For all the time I spent knelt at the altar of art, I simply wasn’t a true believer.
And it wasn’t for lack of trying or having an open heart. I was no stranger to guided audio tours and spent more time than was comfortable staring at exhibits. It just didn’t click for me, and I often found myself feigning interest while wondering what I was doing wrong.
In 2014 my company relocated from Boston to San Francisco, and seven coworkers and I made the move across the country. One of the others was a designer named Jon Smith, who had only joined the company a few months prior. I didn’t know him very well at the time.
As a life-long artist, Jon was pumped to move to SF, if only to get up-and-close exposure to the renowned art scene. He was constantly scoping new shows to check out on the weekend, and would often extend invites to coworkers to join. Being new to the city myself, I started to tag along to catch a glimpse.
At one of the first shows we went to, I recall going through my typical motions of devoting “enough” time to every piece. But I must have looked particularly unenthused because Jon came over and said, “Hey man, not feeling anything in here? No worries, me neither. Let’s get out of here. There’s a great bar around the corner.”
We left and ended up having a great time over drinks.
Looking back, that experience ended up being a turning point for my experience with art. Jon and I had planned ahead for the show and taken an Uber to get there, so I’d felt an obligation to enjoy the art – or even if I didn’t like it, to at least spend some time pretending that I did.
Jon’s casual suggestion to leave had given me permission, in a way, to dislike what I saw. I realize now that had he not pulled me out of the gallery, I would have struggled to connect with the art for another 45 minutes and then left with another negative experience, which would’ve further discouraged me from spending time with art.

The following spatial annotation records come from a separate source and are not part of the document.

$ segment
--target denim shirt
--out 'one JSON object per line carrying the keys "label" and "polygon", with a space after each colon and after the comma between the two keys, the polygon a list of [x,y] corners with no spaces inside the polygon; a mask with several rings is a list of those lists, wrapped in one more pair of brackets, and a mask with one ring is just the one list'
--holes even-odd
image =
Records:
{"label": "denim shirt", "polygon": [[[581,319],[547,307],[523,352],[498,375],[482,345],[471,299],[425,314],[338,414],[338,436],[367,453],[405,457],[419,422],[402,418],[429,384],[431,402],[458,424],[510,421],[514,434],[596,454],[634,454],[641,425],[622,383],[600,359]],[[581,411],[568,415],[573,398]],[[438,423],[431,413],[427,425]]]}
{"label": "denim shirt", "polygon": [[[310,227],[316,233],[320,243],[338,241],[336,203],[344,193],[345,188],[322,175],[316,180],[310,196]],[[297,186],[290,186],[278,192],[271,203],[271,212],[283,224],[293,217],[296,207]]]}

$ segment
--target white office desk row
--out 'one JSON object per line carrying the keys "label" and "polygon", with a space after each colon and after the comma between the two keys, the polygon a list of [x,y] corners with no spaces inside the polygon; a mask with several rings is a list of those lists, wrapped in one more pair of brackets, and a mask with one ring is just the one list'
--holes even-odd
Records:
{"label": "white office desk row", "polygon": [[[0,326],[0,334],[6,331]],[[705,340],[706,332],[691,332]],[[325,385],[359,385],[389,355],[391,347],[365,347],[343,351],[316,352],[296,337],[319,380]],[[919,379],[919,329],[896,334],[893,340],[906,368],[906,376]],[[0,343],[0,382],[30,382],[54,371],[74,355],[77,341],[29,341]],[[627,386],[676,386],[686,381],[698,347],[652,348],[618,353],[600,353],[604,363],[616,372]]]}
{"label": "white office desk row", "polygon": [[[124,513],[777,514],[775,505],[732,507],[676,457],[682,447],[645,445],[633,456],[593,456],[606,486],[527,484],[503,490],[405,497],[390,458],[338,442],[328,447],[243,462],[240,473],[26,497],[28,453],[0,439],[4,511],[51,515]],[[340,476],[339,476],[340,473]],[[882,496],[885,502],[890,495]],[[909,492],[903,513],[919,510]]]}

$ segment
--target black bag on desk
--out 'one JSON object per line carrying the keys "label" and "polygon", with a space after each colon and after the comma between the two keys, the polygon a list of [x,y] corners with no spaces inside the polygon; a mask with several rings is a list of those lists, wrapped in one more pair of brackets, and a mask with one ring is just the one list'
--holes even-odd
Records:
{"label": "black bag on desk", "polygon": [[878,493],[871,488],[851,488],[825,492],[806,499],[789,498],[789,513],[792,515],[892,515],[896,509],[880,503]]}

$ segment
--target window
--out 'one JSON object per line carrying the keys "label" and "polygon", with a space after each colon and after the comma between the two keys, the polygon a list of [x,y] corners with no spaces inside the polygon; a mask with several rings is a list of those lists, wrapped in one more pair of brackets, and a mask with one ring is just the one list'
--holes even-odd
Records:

I learned then that art isn’t something to be forced. It’s to be felt. Everyone has different tastes and it’s just as valid to not like something as to like it. For so long I’d been struggling to fill a me-shaped hole with art that I was told to like, instead of just responding naturally to what I saw.
As it turns out, you don’t need an art degree to feel comfortable liking what you like and disliking what you don’t. It’s OK to feel however you’re inspired to feel.
Jon and I ended up becoming great friends, and he eventually showed me a lot of really fantastic art and artists that I connected with. For a time, it felt like I had a big brother taking me to a record store, and thumbing through records that he thought I might like. Now years later, I’m so enthusiastic about supporting art and artists that we decided to build a mobile app to try to recreate our experiences for others.
We’re only at the beginning of this journey, and we go into it believing that one of the greatest obstacles to growing a connection with art is the way that it’s often presented to us: behind glass in cold, white rooms or as a history of what’s “good” or “important”. But the current, living world of art is so much more colorful and storied than that, and its history is written individually – by and for each of us.
So I’m excited to build a place where we can each discover our own journeys into art. A place where we’re encouraged to like or dislike whatever we want, and where we can follow our own curiosity. Connecting with art and with others over art seems ever more important in a world as divided as ever, because art has a unique capacity to speak across cultural and tribal lines.
If you had told me ten years ago that I’d be building an app about art, I wouldn’t have believed it, but looking back now I can’t imagine doing anything else.